How Venezuela Gives Socialism a Bad Name

♠ Posted by Emmanuel in , at 10/30/2014 01:30:00 AM
Living the socialist dream? Shortages of basic goods abound.
 It is hard to dislike the aim of socialism--egalitarianism in resource distribution among the plenty. However, years and years of experience with these regimes from the Soviet Union and all sorts of Marxist-Leninist offshoots demonstrates that, in practice, the opposite holds true. In China, for instance, the Communist Party elite--ostensibly the vanguard of the proletariat--hardly paved the way for more equitable distribution of wealth but merely concentrate political-economic power in the hands of a few.  It's the same story nearly everywhere you go.

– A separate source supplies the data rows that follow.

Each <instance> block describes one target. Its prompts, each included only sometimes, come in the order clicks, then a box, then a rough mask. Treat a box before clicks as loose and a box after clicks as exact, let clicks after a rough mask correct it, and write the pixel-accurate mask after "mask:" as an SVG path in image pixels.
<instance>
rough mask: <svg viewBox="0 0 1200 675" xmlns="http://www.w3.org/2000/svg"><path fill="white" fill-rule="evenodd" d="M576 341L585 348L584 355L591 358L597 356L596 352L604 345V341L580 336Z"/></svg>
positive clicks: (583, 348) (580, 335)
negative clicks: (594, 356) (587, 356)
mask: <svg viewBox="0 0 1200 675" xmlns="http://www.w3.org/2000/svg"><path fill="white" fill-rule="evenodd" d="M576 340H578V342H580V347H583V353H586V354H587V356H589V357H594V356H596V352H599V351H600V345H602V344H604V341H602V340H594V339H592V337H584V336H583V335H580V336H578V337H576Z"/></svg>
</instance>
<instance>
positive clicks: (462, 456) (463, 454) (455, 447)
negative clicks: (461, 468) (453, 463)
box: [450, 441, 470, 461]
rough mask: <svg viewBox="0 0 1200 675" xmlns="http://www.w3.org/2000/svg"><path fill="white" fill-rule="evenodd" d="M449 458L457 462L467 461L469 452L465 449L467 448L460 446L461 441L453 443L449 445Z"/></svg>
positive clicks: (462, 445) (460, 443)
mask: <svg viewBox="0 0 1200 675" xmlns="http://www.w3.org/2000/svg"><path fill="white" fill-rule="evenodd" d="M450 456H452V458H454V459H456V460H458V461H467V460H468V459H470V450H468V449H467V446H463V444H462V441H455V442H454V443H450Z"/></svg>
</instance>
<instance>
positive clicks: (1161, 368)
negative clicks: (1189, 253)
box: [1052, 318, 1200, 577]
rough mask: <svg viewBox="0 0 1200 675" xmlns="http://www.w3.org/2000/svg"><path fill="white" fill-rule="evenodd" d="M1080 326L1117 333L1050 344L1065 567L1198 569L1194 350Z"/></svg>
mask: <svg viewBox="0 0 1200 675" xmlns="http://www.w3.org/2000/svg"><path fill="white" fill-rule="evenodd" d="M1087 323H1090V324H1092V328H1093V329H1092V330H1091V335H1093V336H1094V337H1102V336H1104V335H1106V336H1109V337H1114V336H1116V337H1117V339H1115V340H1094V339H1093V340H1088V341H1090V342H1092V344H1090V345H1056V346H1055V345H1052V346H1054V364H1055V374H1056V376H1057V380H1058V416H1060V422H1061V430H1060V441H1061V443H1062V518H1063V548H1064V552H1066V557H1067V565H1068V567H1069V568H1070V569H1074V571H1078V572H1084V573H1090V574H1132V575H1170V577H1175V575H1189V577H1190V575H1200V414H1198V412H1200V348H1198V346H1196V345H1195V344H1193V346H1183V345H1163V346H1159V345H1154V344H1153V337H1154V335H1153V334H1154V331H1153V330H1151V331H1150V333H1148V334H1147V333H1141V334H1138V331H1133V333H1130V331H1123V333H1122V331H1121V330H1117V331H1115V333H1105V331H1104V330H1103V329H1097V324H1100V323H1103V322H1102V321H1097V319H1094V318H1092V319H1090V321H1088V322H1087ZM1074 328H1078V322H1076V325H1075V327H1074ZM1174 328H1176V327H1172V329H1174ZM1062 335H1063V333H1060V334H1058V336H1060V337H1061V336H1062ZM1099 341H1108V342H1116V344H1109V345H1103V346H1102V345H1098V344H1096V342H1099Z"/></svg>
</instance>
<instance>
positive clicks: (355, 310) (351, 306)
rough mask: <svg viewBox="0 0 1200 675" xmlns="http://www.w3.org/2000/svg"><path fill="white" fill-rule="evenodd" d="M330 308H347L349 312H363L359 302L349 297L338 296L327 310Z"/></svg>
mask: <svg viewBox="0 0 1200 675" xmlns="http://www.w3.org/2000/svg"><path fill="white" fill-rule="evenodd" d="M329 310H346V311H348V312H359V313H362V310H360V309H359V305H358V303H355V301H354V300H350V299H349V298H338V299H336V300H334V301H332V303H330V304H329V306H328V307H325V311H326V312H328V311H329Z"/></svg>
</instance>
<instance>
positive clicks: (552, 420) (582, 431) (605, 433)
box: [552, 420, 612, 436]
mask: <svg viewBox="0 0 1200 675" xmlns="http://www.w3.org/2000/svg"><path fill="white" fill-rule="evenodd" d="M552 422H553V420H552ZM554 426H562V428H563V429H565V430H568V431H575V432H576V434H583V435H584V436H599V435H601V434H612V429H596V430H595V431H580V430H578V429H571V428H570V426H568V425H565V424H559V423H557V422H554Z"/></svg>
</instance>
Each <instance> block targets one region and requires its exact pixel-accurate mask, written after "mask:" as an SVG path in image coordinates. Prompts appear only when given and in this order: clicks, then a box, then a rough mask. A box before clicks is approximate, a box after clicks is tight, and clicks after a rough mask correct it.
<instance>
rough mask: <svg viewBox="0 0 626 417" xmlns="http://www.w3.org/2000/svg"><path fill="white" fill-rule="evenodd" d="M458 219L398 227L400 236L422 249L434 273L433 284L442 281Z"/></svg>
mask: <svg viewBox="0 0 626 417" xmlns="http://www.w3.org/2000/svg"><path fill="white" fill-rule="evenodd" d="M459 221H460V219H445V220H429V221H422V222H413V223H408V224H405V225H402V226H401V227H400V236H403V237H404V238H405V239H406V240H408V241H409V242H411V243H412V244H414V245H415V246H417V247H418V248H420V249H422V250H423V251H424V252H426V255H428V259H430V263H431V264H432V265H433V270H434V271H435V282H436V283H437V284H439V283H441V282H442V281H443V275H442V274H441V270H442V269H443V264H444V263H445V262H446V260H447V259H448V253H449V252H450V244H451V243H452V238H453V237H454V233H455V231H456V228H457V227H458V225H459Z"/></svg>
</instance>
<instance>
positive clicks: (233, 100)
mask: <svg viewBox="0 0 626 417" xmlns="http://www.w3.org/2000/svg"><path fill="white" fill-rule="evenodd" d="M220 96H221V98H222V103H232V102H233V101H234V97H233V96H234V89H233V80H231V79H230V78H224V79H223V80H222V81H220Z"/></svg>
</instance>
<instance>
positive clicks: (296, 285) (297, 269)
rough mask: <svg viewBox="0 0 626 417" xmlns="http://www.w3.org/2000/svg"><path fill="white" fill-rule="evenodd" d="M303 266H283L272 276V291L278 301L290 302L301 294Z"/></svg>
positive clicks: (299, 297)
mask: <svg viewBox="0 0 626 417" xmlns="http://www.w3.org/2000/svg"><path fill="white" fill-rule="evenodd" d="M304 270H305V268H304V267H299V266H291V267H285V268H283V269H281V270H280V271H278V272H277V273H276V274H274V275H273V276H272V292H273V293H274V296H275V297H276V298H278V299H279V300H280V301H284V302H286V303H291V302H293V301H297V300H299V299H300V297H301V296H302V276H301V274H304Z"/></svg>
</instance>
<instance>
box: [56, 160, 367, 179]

The most notable current experiment in mounting a holy war against all things capitalist is Venezuela where the same rhetoric is evident: self-styled "champions of the people" expropriate all and sundry businesses by accusing them of hoarding and manipulating. A few months ago we had the tragicomic example of toilet paper making the country the butt of jokes internationally On a related note, we now have baby's diapers:
The falling oil prices that are providing relief to drivers around the world threaten to bring more misery to the life of Milagro Alvarez and millions of other Venezuelans, whose country depends almost exclusively on oil revenue. The math teacher has been getting up before dawn each day and rushing out to hunt for disposable diapers, one of scores of products that have been in short supply due to price restrictions and currency controls put in place by the socialist government long before the slide in petroleum prices.

"The government says we're a rich country, so why do we have to stand in line and beg to buy diapers?" said Alvarez, standing under a pink umbrella to protect herself and her 5-month-old daughter Annabeth from the blazing sun after three hours queued up in front of a Farmatodo store. Now Venezuela is suddenly a lot less rich, and many fear those lines will just get longer.
It is perhaps the ultimate indignity to have to scour stores for dipeys, but that's what's happening in the country that ostensibly has the world's largest petroleum reserves. As things get worse as fuel prices drop, Venezuela is trying to prove running dogs of capitalism wrong that default is inevitable. (This strikes me as odd since the whole point of waging global class warfare is to expropriate the expropriators as per Marx's famous dictum.) Anyway...
The government has called for an emergency summit of the Organization of Petroleum Exporting Countries to discuss cutting production to raise prices — a position that could face opposition by other cartel members. But it has given no hint of how it will make up for the revenue loss in the meantime. President Nicolas Maduro has assured Wall Street that the country won't default on its debt and has told poor Venezuelans that their social benefits are safe. "There'll be no catastrophe or collapse," Maduro said last week. "Venezuela has guaranteed all the resources it needs to keep prospering."
There is also the accusation that, price and currency controls aside, hard up officials and military men are actually among those responsible for creating these shortages:
President Nicolas Maduro's government said on Thursday it had taken over warehouses around Venezuela crammed with medical goods and food that "bourgeois criminals" were hoarding for speculation and contraband. The socialist government says businessmen and wealthy opponents are trying to sabotage the economy to bring Maduro down, while also seeking to make profits from hoarding, price-gouging and smuggling across the border to Colombia.

Critics say 15 years of failed policies of state intervention are to blame for the OPEC nation's widespread shortages, high inflation and apparently recessionary economy. They accuse nouveau riche officials and military officers of illegal business practices...Critics say Venezuela's security forces have been at the heart of the trade for years, and contend contraband will not go away as long as state subsidies and exchange controls create price disparities offering tempting opportunities.
I foresee a violent reprisal against Maduro and his fellow nutters, but I am less certain that they will succeed. In the end, you create your own hell voting for such riffraff in the first place. Once entrenched, well, they're pretty hard to remove.